La vera fonte di inquinamento delle centrali sono i rifiuti radioattivi, classificati in tre categorie. Quelli pericolosi sono i rifiuti di terza categoria, ovvero le barre di combustibile che restano radioattive per migliaia di anni. Sistemate in grandi piscine d’acqua, perdono il 99% della carica radioattiva in un anno.
Quante scorie produce una centrale di terza generazione? E dove vengono stoccate?
Una centrale EPR produce ogni anno nove metri cubi di rifiuti di terza categoria. In Francia i rifiuti vengono inviati a impianti di «riprocessamento» che separano gli elementi più radioattivi. Altrove le scorie sono stoccate in gallerie sotterranee.

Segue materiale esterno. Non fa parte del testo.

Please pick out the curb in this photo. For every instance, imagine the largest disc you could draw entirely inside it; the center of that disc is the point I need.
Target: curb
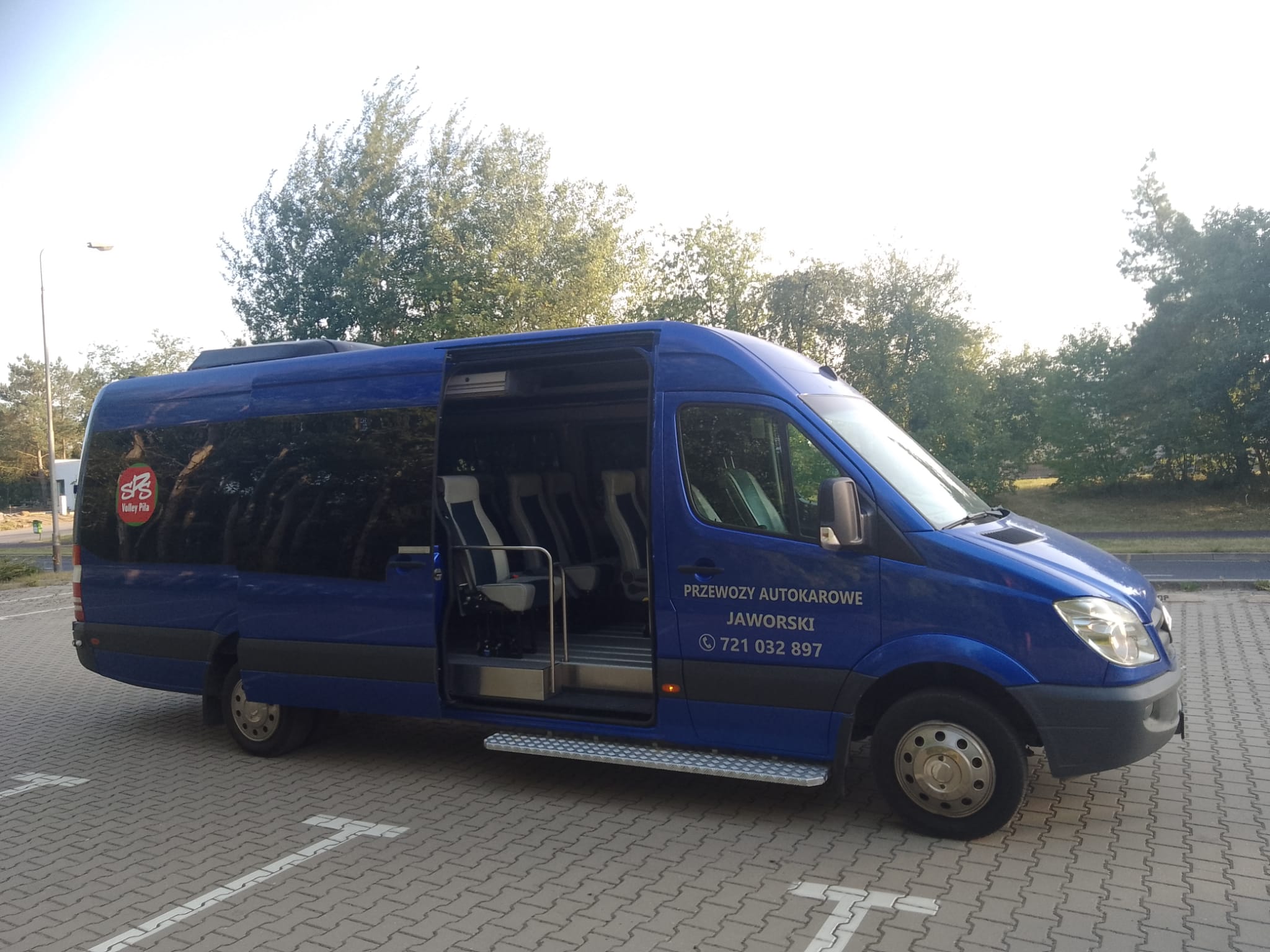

I sostenitori del no dicono che le centrali di terza generazione siano molto costose. E’ vero?
E’ certamente un investimento complesso: un impianto EPR da 1600 megawatt, simile a quello in costruzione a Flamanville, costa circa quattro miliardi di euro e richiede dai cinque agli otto anni di lavoro.
Se il referendum non avrà successo, quando si saprà dove verranno costruite le centrali?
Una volta insediata l’Agenzia per la sicurezza nucleare, entro la fine di quest’anno dovrebbero essere indicate le aree.
E quali potrebbero essere?
Quelle «papabili» sono le stesse nelle quali già sorgevano gli impianti. A queste se ne potrebbero aggiungere altre: dal Veneto alla Puglia, dalla Basilicata alla Sicilia. Aree idonee esistono anche in Sardegna.
Che criteri devono essere rispettati perché un’area sia considerata idonea?
I criteri sono essenzialmente tre. L’area deve essere pianeggiante, a basso rischio sismico e vicina ad importanti fonti idriche. Per raffreddare il «nocciolo» del reattore sono infatti necessarie grandi quantità d’acqua: la colonna di fumo che sale dai «funghi» delle centrali altro non è che il vapore sprigionato.
Quando potrebbe vedere la luce la prima centrale italiana?
Fra individuazione delle aree, autorizzazioni e realizzazione dell’impianto ci vorranno almeno nove anni. Dunque, se i piani dell’Enel saranno rispettati, nel 2020.